SAP IQ was the ﬁrst commercial column store, which is designed to scale to petabyte scale database size. While it is not in-memory like SAP HANA, it has excellent performance characteristics with a rich SQL layer, patented indexing, and a disk-backed store. SAP IQ and SAP HANA are integrated to work well together through smart data access, which allows remote tables to be queried as though they were local tables. This provides real-time analytics along with data scalability. Smart data access in eﬀect creates a logical data warehouse.
In essence, SAP HANA smart data access enables the creation of a logical data warehouse, where data in HANA, IQ, and Hadoop can be mapped at a higher level, freeing the analyst from understanding exactly where in the landscape, the data resides. This solution ampliﬁes the value of big data across your data fabric by enabling working with data sets stored in a variety of places including Hadoop.
SAP HANA can access data in other data sources such as Hadoop to extend the reach of its processing power. Hadoop provides vast and ﬂexible storage for data objects, independent of their structure and size. Hadoop is perfectly positioned to store the very large data sets that are too big to ﬁt into memory and that require a preprocessing step before they can be easily analyzed. By connecting SAP HANA to Hadoop, you can run jobs in Hadoop that load information into HANA and then provide super-fast ﬁnal analysis.
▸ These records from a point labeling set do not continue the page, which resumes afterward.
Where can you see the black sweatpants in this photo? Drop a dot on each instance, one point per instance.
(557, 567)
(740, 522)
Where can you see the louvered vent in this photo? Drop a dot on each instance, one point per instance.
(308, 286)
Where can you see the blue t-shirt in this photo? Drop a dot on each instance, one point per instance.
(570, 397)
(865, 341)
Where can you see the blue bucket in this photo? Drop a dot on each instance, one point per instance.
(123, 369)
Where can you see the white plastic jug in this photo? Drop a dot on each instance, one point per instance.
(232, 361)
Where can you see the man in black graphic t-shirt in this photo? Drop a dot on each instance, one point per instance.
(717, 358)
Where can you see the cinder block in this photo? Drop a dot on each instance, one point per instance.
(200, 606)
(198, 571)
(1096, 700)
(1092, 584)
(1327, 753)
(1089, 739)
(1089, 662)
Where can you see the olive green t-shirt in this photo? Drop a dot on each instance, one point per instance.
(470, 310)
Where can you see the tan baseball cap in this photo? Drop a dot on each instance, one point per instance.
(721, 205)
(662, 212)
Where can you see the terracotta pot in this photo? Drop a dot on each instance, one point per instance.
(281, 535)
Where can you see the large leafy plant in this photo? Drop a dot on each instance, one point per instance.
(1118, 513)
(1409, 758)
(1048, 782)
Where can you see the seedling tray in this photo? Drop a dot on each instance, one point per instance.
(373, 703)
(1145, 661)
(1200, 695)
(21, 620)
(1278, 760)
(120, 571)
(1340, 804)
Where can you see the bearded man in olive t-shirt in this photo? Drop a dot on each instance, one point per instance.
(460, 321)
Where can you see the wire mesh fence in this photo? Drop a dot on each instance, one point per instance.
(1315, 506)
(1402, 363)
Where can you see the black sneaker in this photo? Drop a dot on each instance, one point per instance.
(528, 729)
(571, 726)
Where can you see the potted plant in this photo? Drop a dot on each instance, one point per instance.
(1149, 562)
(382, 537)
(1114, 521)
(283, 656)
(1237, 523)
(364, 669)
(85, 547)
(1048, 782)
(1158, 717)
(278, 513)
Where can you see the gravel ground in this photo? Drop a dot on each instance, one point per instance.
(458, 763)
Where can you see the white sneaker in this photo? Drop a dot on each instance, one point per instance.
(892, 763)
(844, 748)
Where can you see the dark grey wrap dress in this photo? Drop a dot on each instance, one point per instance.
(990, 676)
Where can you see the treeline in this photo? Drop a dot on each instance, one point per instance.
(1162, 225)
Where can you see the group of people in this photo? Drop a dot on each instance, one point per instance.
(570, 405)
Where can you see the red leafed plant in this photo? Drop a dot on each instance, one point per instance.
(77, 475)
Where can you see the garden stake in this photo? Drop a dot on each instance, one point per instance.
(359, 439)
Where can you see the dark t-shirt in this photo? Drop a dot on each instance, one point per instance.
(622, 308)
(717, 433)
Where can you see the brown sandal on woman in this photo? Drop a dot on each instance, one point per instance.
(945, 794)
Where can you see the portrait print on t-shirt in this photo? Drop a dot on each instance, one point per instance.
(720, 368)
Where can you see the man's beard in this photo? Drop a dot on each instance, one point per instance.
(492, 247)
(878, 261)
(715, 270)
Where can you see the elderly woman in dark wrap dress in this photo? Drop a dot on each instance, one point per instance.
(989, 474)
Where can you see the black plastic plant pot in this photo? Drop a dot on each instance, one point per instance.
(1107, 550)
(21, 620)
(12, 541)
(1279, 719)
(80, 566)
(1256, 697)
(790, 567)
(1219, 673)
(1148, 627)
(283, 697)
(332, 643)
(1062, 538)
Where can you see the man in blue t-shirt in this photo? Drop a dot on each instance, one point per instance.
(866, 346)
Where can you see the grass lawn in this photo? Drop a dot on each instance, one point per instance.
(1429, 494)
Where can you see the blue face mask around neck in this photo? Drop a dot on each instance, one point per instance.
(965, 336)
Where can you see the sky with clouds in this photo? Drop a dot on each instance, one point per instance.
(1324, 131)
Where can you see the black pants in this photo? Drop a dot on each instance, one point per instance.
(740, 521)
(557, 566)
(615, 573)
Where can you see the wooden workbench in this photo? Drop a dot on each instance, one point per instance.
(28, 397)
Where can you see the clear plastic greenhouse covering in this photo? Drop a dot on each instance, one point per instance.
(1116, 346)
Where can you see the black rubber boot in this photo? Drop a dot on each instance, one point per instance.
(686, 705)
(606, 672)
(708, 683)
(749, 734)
When you put SAP HANA, SAP IQ, and Hadoop together, you have three data processing domains with diﬀerent strengths that combine to form a big data processing backbone. Together, these three components provide real-time capabilities along with extreme scale. Data can be processed with the appropriate technology depending on its characteristics — hot data in HANA, warm data in IQ, and a vast data lake in Hadoop — where data can be stored, processed, and aggregated without constraints on size, format, or cleanliness.
SAP Data Services is a sophisticated ETL and text processing tool, and ESP that can capture streaming sources of machine generated data. SAP BW is a rich data warehouse layer on top of SAP HANA. SAP BusinessObjects BI universes can pull Hadoop and database sources together to serve up information to business applications. All of this technology works together to bring big data into the enterprise (see Figure 3).
SAP® Event Stream Processor (SAP ESP) is a mature and high throughput complex event processing engine that allows for integration of real-time data streams into the big data environment. It is a key tool for building real-time applications that help to formulate a response to real-time data.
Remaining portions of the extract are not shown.